Suharto Bukan Komandan
Selama ini kita mengetahui bahwa Suharto adalah penggagas Serangan Umum 1 Maret. Suharto ada di balik kisah heroik pertempuran 1 Maret 1949 di Yogyakarta. Sejarah tersebut pun semakin diperkuat oleh film heroik yang menggambarkan sejarah Serangan Umum 1 Maret berjudul ‘Janur Kuning’.
Tetapi benarkah Suharto yang menggagasnya? Seiring dengan waktu, pasca lengsernya Suharto setelah memerintah Indonesia selama 32 tahun, para pakar sejarah mulai meributkan peran Suharto. Pasalnya, saat itu pangkat Suharto masih letnan kolonel. Itu berarti Suharto masih punya atasan. Otomatis, Suharto tidak bisa memerintahkan penyerangan karena dalam dunia militer, kalau masih ada jenderal, maka komando perang ada di tangan para jenderal.

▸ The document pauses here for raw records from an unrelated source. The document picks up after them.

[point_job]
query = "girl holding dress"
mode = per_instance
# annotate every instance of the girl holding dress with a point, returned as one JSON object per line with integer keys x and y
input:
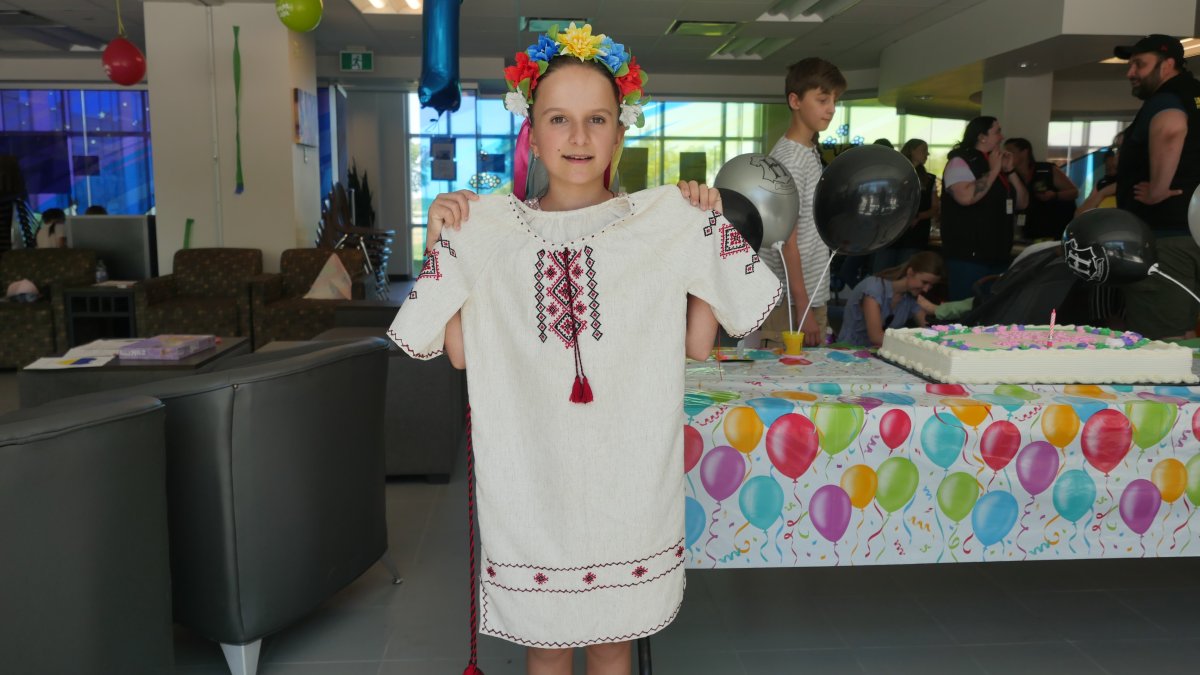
{"x": 573, "y": 314}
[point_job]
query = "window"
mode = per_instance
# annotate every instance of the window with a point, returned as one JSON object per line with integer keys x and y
{"x": 79, "y": 148}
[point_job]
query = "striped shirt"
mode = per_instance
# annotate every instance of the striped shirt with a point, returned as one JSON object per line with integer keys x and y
{"x": 804, "y": 165}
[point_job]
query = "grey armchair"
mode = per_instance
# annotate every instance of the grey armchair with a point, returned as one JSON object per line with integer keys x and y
{"x": 275, "y": 478}
{"x": 84, "y": 574}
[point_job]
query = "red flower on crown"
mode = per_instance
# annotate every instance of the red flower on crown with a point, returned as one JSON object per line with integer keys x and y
{"x": 522, "y": 70}
{"x": 630, "y": 81}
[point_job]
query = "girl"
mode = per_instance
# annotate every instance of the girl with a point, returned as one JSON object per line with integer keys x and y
{"x": 573, "y": 314}
{"x": 889, "y": 299}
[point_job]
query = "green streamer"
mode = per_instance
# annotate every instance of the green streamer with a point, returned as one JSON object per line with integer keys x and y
{"x": 237, "y": 106}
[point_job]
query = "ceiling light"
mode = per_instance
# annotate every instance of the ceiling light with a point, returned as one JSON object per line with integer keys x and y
{"x": 702, "y": 29}
{"x": 532, "y": 24}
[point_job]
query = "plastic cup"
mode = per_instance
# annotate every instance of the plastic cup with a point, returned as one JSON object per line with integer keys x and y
{"x": 793, "y": 341}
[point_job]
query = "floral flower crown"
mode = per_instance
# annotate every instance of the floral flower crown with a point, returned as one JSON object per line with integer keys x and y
{"x": 577, "y": 42}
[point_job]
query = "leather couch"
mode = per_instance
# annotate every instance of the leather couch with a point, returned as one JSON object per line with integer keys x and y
{"x": 275, "y": 479}
{"x": 84, "y": 574}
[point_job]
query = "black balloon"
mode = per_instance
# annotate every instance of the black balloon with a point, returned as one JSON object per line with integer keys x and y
{"x": 742, "y": 215}
{"x": 867, "y": 197}
{"x": 1109, "y": 245}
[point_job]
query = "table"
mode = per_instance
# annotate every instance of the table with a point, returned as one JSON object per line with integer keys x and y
{"x": 838, "y": 458}
{"x": 95, "y": 312}
{"x": 36, "y": 387}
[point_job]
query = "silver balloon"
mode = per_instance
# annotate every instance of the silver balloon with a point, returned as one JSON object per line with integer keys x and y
{"x": 1194, "y": 215}
{"x": 769, "y": 187}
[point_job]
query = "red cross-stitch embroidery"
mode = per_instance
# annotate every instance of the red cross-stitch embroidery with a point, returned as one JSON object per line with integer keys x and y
{"x": 431, "y": 269}
{"x": 567, "y": 294}
{"x": 732, "y": 240}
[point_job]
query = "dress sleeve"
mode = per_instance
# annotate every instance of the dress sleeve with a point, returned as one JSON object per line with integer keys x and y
{"x": 726, "y": 273}
{"x": 441, "y": 290}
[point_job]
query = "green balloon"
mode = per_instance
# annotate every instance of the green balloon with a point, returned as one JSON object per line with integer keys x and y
{"x": 300, "y": 16}
{"x": 1193, "y": 490}
{"x": 957, "y": 495}
{"x": 897, "y": 483}
{"x": 723, "y": 396}
{"x": 1151, "y": 420}
{"x": 838, "y": 424}
{"x": 1017, "y": 392}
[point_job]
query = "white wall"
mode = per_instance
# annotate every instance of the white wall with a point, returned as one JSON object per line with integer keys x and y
{"x": 376, "y": 143}
{"x": 196, "y": 159}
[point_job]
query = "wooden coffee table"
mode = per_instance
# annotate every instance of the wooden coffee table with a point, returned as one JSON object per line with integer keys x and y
{"x": 36, "y": 387}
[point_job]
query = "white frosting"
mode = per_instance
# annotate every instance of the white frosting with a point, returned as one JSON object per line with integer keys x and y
{"x": 1151, "y": 363}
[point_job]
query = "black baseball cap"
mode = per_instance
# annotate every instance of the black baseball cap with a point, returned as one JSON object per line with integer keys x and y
{"x": 1158, "y": 43}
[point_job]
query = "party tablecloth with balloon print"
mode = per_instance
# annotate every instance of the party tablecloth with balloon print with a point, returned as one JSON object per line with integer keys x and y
{"x": 838, "y": 458}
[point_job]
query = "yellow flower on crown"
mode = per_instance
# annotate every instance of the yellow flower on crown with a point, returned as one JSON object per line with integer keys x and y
{"x": 579, "y": 42}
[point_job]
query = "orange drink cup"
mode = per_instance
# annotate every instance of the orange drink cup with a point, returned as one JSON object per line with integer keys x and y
{"x": 793, "y": 341}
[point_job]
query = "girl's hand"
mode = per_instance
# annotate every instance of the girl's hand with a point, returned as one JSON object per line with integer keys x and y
{"x": 449, "y": 209}
{"x": 700, "y": 195}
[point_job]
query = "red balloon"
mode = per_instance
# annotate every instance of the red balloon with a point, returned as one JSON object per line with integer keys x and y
{"x": 1107, "y": 438}
{"x": 124, "y": 63}
{"x": 792, "y": 444}
{"x": 894, "y": 428}
{"x": 693, "y": 447}
{"x": 1000, "y": 443}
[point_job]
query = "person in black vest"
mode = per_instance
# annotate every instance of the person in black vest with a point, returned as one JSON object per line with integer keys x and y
{"x": 981, "y": 196}
{"x": 1051, "y": 193}
{"x": 1158, "y": 168}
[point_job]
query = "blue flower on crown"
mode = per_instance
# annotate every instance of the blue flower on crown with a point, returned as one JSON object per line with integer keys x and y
{"x": 544, "y": 49}
{"x": 612, "y": 54}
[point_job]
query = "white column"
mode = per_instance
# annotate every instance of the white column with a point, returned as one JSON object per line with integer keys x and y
{"x": 1023, "y": 107}
{"x": 192, "y": 124}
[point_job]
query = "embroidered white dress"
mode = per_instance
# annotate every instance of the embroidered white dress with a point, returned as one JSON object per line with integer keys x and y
{"x": 581, "y": 506}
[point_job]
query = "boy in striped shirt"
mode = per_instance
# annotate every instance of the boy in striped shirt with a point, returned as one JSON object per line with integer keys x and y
{"x": 813, "y": 89}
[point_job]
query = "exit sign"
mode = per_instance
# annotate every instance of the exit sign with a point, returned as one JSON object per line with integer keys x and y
{"x": 358, "y": 61}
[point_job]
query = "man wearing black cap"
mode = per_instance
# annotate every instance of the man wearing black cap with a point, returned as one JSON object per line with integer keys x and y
{"x": 1158, "y": 168}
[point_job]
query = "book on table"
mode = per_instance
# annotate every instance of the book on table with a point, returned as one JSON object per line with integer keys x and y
{"x": 167, "y": 347}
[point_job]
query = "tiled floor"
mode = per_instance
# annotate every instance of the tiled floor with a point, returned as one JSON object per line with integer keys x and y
{"x": 1060, "y": 617}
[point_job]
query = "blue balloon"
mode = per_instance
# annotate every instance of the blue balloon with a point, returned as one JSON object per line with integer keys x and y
{"x": 1012, "y": 404}
{"x": 1084, "y": 406}
{"x": 439, "y": 88}
{"x": 892, "y": 398}
{"x": 769, "y": 410}
{"x": 994, "y": 517}
{"x": 762, "y": 501}
{"x": 1074, "y": 494}
{"x": 942, "y": 438}
{"x": 844, "y": 357}
{"x": 693, "y": 520}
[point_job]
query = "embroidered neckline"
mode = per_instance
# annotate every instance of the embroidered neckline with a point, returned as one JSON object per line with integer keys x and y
{"x": 526, "y": 211}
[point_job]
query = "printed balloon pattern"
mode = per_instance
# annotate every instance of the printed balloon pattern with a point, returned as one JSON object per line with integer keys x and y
{"x": 882, "y": 469}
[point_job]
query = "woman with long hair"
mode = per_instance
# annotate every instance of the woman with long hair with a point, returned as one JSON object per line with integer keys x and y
{"x": 981, "y": 196}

Pro dan kontra mengenai peran Suharto yang digembar-gemborkan sebagai penggagas Serangan Umum 1 Maret semakin bergulir. Mayoritas pakar sejarah setuju itu semua hanyalah salah satu bentuk propaganda Suharto untuk semakin memantapkan kekuasaannya saat orde baru.
Kebohongan Sejarah
Bertahun-tahun publik dicokoli kebohongan sejarah Serangan Umum 1 Maret melalui tulisan-tulisan di buku sejarah dan film berjudul ‘Janur Kuning’. Hingga muncul film ‘Sebelum Serangan Fajar’ yang dirilis Juni 2014.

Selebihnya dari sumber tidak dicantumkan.